“You can’t know where you are going until you know where you have been,” has been the guiding phrase for the life and work of Raven Cook. Originally from Little Rock, Cook has dedicated her life to ensuring that all people learn and grow from the discipline of African American history. Using educational lessons, visual arts, music, and several other resources, Cook has sought not only to educate, but to empower all people to recognize their power and their potential to create change.
Cook worked as Associate Museum Educator for Outreach and Community Tours at Crystal Bridges Museum of American Art. Through her time at Crystal Bridges, Raven led the effort to create a museum coalition to focus on inclusion, developed standards-based tours on African American history and art, facilitated multiple teacher professional developments focused on African American history, and worked as an educator for exhibitions such as "Soul of A Nation: Art in the Age of Black Power," "Hank Willis Thomas: All things being Equal" and "Nick Cave: Until." In 2021, Raven was inducted into the Harlem Studio Museum Educator Practicum Cohort.
Along with her numerous achievements in the museum industry, Raven has worked tirelessly in her community in organizations including the NAACP, League of Women Voters, and the Fayetteville African American Advisory Council.
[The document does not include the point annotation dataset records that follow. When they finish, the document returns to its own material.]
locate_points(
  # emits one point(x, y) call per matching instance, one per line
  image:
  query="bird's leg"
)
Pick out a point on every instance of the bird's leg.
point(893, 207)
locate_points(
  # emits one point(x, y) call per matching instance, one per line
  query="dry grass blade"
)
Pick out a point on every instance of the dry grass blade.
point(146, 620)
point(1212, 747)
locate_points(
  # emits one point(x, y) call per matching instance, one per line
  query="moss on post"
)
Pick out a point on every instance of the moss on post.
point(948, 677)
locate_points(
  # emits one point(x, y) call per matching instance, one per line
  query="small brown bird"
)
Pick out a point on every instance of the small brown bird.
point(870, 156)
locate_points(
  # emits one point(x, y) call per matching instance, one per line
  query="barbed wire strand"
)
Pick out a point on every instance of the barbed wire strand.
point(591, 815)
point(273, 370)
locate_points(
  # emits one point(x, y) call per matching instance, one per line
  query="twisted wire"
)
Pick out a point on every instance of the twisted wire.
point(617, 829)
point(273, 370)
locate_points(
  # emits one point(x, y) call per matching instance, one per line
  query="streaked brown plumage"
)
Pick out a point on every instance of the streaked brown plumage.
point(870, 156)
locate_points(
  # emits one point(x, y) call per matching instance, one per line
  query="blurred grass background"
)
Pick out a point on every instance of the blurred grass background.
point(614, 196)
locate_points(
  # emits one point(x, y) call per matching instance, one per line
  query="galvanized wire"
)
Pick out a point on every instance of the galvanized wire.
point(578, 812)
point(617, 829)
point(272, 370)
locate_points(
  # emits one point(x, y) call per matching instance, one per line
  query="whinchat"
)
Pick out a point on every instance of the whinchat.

In 2014, Raven developed the organization Foundations: Black History Educational Programming, where she taught a survey program for six years in African American history called "Inspire 365: A Journey Through the Black Experience," hosted a weekly radio segment called "Reflections in Black," hosted a podcast called "Beyond the Veil" and hosted weekly book clubs focused on Black literature.
Raven is excited to return to her home city of Little Rock and to be a part of the incredible work happening at Mosaic Templars Cultural Center to educate all people on the rich legacy of Black Arkansans.
As a director of education, what is your vision for your organization and our community?
My vision for my organization is to create an education department that pushes museum culture forward around inclusion, equity and accessibility. I would like to see education in museums continue to examine the way that we understand, engage and empower diverse communities. I would like to see Arkansans and people from across the country come to the museum and know they are not only appreciated but that they are heard, loved and safe.
What has been the highlight of your career so far?
The highlight of my career so far is a tough question because I have had so many. I think the most important moment for me as a Black woman was teaching in "Soul of a Nation: Art in the Age of Black Power" at Crystal Bridges in 2018. The feeling that I felt in that space of awe, safety, inspiration and love is something I now want to push out in the world. Soul of a Nation for me was like a bright candle with an incredible flame. The flame consumed me and changed how I walk, talk and teach. Today, I move through the earth trying to be as bright a light as that show was for me.
Tell us the most meaningful piece of career or life advice you have received.
The most important career advice I have received is to make sure that my words, practice and posture align when teaching. The way I move in front of an object, stand with students in educational spaces and how I speak all these things must be in alignment.
Who has been the biggest influence on your life and career?
My parents are my biggest influence. The commitment they made to helping me love my Blackness made me who I am. The transition into this role as director of education is not one that just impacts me; my parents have been by my side the entire time. I speak to both my mom and dad each day (multiple times a day) and love them for all they have imparted into me.
What experiences most shaped your path as a leader?
The question is interesting because of the word “leader.” I want to interrogate that word and its construction. I want to acknowledge the complexity I feel in that word “leader,” but further, the weight of that word. I think about leadership in this consideration of power and access. I’d say the times where I was most disempowered were probably the times that shaped me to exist in a position of leadership. The murders of Black men and women in media because of police violence has deeply shaped me and pushed me to take up space and stand.
Knowing what you know now, what advice would you have given yourself as you were starting out?
The advice I would’ve given myself would be to recognize the power of visual arts and the role of Black artists. Art is a powerful resource for engaging in conversation, and the way people innovate and push boundaries just feels like something much larger than me that I can, for a moment, hold.
How do you like to de-stress after a difficult day/week?
I watch "Arrested Development" on Netflix every night and laugh! On hard days, I love to listen to hip-hop, roll the windows of my car down and sing loud. I do this as a grounding exercise! I also love photography and try to capture images that I feel passionate about, and I will print them and write poetry around the image.